Sebuah penelitian berjudul “Distribusi dan Populasi Burung Manguni [Otus manadensis] di Gunung Kosibak, Taman Nasional Bogani Nani Wartabone” yang ditulis Fransisca Solang, J.S. Tasirin, dan Wawan Nurmawan, menyebut kalau burung ini merupakan jenis yang memiliki nilai budaya kuat di antara suku-suku asli di Sulawesi Utara. Keberadaannya menjadi pertanda alam dan ikut memengaruhi kehidupan sosial masyarakat.
Namun sayangnya, jenis burung ini memiliki keterancaman dan sudah jarang ditemukan, seiring perubahan tutupan hutan menjadi lahan pertanian dan permukiman.

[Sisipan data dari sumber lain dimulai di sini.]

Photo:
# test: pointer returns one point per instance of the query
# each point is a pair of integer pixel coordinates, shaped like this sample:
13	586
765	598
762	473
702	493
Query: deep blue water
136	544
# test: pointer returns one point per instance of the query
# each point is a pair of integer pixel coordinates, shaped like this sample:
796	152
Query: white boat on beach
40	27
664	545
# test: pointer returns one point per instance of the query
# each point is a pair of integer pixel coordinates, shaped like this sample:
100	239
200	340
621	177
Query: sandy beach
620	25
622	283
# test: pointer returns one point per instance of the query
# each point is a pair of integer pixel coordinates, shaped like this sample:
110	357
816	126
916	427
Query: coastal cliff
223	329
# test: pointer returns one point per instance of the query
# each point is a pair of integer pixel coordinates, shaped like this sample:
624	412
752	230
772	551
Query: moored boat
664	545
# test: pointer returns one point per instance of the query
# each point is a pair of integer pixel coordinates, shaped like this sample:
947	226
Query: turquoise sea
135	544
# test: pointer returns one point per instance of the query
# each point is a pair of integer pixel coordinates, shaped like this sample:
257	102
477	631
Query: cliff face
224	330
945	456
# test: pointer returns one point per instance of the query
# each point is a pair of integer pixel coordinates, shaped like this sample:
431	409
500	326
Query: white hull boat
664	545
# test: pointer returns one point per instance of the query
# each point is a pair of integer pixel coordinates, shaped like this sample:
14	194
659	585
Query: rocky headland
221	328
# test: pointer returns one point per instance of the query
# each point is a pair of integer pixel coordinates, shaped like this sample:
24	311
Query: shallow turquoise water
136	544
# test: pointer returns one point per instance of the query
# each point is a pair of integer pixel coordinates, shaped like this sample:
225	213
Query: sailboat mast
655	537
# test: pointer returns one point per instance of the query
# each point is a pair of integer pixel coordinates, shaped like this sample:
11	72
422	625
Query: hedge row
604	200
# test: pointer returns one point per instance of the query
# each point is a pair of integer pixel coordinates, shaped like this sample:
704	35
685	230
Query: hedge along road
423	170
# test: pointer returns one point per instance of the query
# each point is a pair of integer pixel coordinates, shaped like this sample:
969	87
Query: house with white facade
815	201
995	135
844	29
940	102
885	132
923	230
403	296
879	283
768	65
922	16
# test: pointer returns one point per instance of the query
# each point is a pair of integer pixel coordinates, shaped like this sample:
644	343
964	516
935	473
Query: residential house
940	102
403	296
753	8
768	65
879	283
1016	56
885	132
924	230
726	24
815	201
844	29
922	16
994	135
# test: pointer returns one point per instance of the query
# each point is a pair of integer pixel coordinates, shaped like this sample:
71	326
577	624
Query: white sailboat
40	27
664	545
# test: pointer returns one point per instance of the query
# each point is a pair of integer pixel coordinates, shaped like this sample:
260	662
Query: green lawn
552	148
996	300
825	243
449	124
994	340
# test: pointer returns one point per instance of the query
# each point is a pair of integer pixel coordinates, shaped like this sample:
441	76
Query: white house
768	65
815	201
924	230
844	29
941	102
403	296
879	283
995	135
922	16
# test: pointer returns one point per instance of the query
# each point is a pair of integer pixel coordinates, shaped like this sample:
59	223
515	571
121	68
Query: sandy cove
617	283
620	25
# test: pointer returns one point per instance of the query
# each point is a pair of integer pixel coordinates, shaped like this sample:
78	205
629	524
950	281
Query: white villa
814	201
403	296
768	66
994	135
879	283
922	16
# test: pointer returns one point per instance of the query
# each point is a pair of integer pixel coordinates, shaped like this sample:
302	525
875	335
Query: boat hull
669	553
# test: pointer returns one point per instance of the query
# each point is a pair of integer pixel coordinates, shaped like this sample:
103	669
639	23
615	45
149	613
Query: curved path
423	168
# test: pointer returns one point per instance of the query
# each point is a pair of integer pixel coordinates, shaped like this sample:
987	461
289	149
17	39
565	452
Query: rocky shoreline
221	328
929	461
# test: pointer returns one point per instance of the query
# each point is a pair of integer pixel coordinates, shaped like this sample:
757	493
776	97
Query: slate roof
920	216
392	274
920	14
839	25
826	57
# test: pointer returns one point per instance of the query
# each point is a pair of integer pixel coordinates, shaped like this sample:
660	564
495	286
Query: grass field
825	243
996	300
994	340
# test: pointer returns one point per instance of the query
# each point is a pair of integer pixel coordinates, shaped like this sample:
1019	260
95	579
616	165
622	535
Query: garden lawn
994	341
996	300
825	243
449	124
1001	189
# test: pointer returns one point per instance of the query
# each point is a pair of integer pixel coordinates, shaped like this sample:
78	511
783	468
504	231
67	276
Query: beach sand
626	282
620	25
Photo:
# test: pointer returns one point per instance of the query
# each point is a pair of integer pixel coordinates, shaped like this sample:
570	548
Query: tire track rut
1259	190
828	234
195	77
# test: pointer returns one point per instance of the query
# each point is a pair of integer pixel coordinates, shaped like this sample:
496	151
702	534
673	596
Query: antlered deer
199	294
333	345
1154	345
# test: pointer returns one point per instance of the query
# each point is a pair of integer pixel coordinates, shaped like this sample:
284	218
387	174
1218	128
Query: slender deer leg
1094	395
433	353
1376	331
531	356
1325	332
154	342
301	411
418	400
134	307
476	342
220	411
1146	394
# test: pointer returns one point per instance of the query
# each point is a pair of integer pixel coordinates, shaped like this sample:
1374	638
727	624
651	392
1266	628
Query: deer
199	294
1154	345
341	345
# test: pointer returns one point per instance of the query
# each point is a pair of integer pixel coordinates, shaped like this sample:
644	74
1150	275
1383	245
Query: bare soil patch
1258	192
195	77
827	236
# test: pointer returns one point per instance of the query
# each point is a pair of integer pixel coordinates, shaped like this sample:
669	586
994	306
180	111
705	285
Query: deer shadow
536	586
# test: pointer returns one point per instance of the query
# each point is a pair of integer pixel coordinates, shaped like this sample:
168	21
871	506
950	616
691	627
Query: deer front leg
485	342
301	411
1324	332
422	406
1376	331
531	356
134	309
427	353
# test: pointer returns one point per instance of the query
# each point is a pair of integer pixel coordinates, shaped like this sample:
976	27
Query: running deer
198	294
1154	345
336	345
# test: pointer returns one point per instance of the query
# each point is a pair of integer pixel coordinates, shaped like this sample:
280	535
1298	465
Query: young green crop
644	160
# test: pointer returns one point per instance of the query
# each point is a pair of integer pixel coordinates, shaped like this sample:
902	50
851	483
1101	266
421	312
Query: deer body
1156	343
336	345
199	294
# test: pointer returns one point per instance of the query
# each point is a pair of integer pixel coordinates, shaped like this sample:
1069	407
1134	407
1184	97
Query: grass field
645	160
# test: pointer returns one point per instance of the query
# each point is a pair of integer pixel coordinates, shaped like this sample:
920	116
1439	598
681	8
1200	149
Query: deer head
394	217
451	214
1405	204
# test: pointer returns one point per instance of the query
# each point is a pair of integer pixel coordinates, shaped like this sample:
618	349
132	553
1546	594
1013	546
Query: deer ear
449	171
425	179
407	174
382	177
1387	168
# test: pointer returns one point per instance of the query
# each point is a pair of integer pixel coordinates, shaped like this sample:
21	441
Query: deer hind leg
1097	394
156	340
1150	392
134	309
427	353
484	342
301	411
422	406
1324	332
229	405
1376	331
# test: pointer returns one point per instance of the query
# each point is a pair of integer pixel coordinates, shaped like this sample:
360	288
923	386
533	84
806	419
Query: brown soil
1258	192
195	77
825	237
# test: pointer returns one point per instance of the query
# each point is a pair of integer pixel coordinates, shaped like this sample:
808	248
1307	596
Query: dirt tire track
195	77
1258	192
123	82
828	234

Penelitian lain berjudul “Religiusitas dan Dimensi Ekologis di Balik Mitos Burung Manguni Pada Masyarakat Minahasa” yang ditulis Mayke Rinny Liando mengatakan, selain memiliki aspek religius, ternyata pengetahuan masyarakat mengenai burung manguni mempunyai dimensi ekologis.
“Menumbuhkan kesadaran orang Minahasa untuk melestarikan habitat burung manguni guna meningkatkan populasinya yang semakin berkurang,” jelas riset tersebut.